Troops gear up for Kismayu assault

The Kenya army military jeeps cruise past the Ishakani border point on their way to the battle frontline where Kenyan troops were gearing up for an onslaught to Kismayu in this picture taken on 26 Oct 2011. Photo/LABAN WALLOGA

What you need to know:

  • African Union troops are gearing up for the final push against extremists in a conflict that will give war-torn country the first real chance at peace for more than 20 years

The long-planned assault on Somalia’s southern port town of Kismayu by the Kenya Defence Forces and their Amisom allies is probably only days away in what will be a decisive week for Somalia.

Sources believe the massive build-up of troops, the escalating “probing attacks” to test Al-Shabaab defences, as well as the increased aerial surveillance, are all indications of an imminent large-scale offensive.

Kenyan Navy warships shelled Al-Shabaab targets overnight while Amisom reconnaissance planes were spotted over Kismayu on Saturday.

A Somali source well informed on developments in the Jubba Valley told the Daily Nation that many influential local actors in the region believe the attack will be launched later this week.

Military sources told the Daily Nation that aerial surveillance and reconnaissance flights conducted by Unmanned Aerial Vehicles (UAVs), or drones, started on Saturday.

KDF refers to the initial attacks as “shaping-up operations”.

A seemingly sophisticated and well-choreographed military strategy designed to dislodge Al-Shabaab was agreed after top commanders of the reshaped African Union Mission in Somalia (Amisom) concluded their planning meetings on Thursday, August 9, in Nairobi.

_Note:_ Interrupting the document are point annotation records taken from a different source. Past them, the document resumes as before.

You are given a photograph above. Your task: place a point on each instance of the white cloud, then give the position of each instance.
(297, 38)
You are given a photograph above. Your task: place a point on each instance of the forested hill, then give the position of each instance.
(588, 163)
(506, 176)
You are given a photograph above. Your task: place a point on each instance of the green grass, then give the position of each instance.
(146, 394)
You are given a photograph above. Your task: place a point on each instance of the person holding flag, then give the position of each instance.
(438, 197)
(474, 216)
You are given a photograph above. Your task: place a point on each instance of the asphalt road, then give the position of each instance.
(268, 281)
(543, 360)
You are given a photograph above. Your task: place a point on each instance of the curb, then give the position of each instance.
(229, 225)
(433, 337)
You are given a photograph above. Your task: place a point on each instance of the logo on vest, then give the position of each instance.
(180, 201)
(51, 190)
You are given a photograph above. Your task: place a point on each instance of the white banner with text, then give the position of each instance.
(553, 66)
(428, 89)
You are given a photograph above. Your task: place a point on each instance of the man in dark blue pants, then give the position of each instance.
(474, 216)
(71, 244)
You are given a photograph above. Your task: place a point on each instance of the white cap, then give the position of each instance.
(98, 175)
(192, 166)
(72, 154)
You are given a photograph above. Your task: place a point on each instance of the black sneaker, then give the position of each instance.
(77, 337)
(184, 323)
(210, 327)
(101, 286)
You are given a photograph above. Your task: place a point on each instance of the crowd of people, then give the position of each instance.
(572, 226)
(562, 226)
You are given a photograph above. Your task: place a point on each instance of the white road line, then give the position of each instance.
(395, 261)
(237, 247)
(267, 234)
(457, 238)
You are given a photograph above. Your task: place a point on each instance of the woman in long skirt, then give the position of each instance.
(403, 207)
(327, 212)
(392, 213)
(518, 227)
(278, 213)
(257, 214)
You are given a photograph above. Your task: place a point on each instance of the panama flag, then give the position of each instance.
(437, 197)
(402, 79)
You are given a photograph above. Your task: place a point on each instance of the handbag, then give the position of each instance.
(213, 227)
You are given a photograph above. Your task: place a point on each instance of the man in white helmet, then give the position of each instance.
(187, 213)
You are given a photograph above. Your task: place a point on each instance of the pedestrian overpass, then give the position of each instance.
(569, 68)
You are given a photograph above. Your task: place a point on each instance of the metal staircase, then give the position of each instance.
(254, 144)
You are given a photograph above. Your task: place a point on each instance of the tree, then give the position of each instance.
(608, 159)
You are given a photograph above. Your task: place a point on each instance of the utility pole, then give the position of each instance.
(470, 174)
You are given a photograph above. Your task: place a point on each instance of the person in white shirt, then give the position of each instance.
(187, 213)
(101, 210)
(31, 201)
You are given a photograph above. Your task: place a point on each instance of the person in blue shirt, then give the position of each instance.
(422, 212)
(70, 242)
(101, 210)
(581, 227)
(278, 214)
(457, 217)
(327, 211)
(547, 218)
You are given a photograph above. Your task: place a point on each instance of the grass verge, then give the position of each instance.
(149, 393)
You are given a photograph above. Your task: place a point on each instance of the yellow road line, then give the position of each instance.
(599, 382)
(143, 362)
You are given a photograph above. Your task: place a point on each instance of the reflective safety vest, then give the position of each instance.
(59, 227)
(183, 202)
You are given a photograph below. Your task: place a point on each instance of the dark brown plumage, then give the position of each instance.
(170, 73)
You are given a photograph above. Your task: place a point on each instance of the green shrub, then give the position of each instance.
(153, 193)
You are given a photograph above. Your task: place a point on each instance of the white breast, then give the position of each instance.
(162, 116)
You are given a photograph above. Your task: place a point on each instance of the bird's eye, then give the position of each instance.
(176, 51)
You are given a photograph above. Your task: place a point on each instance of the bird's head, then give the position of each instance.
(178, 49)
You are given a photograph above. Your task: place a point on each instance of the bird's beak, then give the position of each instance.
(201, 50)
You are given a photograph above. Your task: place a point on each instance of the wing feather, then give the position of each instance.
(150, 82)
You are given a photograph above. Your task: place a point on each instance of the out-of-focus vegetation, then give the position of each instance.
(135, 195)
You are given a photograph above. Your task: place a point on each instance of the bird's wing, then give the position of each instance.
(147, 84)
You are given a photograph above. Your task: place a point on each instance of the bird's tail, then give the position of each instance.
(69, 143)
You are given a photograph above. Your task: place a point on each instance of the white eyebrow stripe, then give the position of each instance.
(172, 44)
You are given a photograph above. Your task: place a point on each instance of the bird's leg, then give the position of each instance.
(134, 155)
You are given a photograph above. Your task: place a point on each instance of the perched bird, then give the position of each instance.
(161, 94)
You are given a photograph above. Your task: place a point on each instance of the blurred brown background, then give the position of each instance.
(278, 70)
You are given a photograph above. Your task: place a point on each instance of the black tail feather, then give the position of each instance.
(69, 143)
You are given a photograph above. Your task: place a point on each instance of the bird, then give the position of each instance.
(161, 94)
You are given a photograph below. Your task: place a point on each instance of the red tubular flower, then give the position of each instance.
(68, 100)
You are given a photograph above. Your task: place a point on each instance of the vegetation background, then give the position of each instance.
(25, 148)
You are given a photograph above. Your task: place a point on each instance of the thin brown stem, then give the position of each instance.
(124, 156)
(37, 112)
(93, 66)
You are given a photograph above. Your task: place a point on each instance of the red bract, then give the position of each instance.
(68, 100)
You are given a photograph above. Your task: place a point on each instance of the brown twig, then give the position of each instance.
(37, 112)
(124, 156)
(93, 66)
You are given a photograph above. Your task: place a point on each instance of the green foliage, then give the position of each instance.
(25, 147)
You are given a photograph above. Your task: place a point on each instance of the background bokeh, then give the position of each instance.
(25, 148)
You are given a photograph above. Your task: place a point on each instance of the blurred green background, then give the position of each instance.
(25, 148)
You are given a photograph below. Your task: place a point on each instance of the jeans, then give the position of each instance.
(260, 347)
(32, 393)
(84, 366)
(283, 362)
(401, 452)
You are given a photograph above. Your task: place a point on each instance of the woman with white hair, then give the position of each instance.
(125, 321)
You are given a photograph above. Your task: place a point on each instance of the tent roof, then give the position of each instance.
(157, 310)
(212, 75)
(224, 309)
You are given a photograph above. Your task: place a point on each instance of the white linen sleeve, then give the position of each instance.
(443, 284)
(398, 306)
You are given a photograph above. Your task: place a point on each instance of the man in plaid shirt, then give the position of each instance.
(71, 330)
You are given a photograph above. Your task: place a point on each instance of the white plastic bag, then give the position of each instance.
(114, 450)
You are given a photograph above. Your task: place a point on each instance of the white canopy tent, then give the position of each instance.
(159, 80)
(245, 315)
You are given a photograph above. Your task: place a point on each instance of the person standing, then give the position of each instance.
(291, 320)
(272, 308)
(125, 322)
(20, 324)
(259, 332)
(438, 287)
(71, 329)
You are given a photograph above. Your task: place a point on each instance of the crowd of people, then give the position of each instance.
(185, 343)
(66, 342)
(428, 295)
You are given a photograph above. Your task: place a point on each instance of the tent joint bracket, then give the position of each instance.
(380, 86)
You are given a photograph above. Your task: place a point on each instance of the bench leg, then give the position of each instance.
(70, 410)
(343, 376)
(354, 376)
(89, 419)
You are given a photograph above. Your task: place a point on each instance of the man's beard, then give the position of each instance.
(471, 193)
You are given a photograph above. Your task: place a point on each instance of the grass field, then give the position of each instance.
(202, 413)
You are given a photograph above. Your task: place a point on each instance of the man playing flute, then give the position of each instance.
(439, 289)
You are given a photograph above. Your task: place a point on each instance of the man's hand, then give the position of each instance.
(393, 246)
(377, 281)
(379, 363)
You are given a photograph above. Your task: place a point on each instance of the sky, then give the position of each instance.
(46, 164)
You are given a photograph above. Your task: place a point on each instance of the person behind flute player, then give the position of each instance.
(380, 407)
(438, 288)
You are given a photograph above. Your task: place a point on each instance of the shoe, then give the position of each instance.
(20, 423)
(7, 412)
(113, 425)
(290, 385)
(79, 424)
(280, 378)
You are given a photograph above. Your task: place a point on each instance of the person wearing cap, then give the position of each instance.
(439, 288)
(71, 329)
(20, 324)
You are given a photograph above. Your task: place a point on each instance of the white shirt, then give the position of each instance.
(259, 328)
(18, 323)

The field commanders from the Kenyan, Ugandan and Burundian contingents flew back to their bases on Friday morning.

Modify strategy

The assault, which will include air and naval strikes to support the ground troops, was earlier meant to start by August 8, but was pushed back after field commanders were asked to modify their strategy following a series of meetings in July in Nairobi, including a comprehensive brief for the regional army chiefs that took place on July 23 in the Ethiopian capital, Addis Ababa.

Kenyan troops, now in Afmadow are expected to advance towards Kismayu, probably using Biibi, a town located 75 kilometres from Kismayu, as a forward operations base.

They are expected to fight alongside Ethiopian units and allied militia. The Ethiopian air force may also take part in the air bombardment.

Sources familiar with military thinking suggest that the initial air strikes would target Al-Shabaab command and control sites, troop concentrations and convoys and defensive fortifications.

Potential targets

Two potential targets are Kismayu Stadium, believed to be a key logistical and operational hub, and Jilib Beach District, where senior Al-Shabaab commanders are thought to live.

The KDF plans to establish a major logistical facility in Buale District, Jubba region, for which it has assembled an assortment of lethal hardware, including armoured personnel carriers (APCs) and battle tanks.

Meanwhile, Ugandan and Burundian contingents will support Kenyan ground troops with four infantry battalions. Some of these troops are already on their way to Kismayu, having taken control of Afgoye and a string of coastal villages in Lower Juba. Other troops will be inserted into the theatre of operations by air, sources said.

From inside Kismayu, Al-Shabaab were tweeting that the attacks had started.

Ahmed, a 35-year-old secondary school teacher, who spoke to the Daily Nation on condition that his identity was protected, said three mortars were fired into the city at 9pm on Saturday.

Al-Shabaab’s own tweets confirmed occasional shelling from the sea, amid routine claims of civilian casualties.

Residents said Al-Shabaab presence on the streets was lighter on Sunday and that for some hours, the terror group had switched off mobile phone networks and other forms of communication.

On top of taking on much of the fighting in Kismayu, KDF will play a major diplomatic role in maintaining peace and some of sort of balance among competing armed groups interested in controlling the city, considered a major trophy.

Two militia groups, Ahlu Sunna Waljama’a (ASWJ), allied to Ethiopia, and the Ras Kamboni Brigade, which has been fighting alongside KDF, will likely be serious rivals once the fighting is done.

Already, Sheikh Mohamed Yusuf, the ASWJ chairman in southern Somalia, was quoted as saying that his group is the “the proper authority to take charge of the town” while Ras Kamboni official Abdullahi Mohamed said that its only RKB which was fighting the Al-Shabaab from that region before TFG and KDF arrived.

“We are actually confused as to why ASWJ are interested in Kismayu as they have neither taken part in the liberation process which is going on in Lower and Middle Jubba regions…It is better for them to swallow their saliva and stop interfering in our policy,” Mr Mohamed said.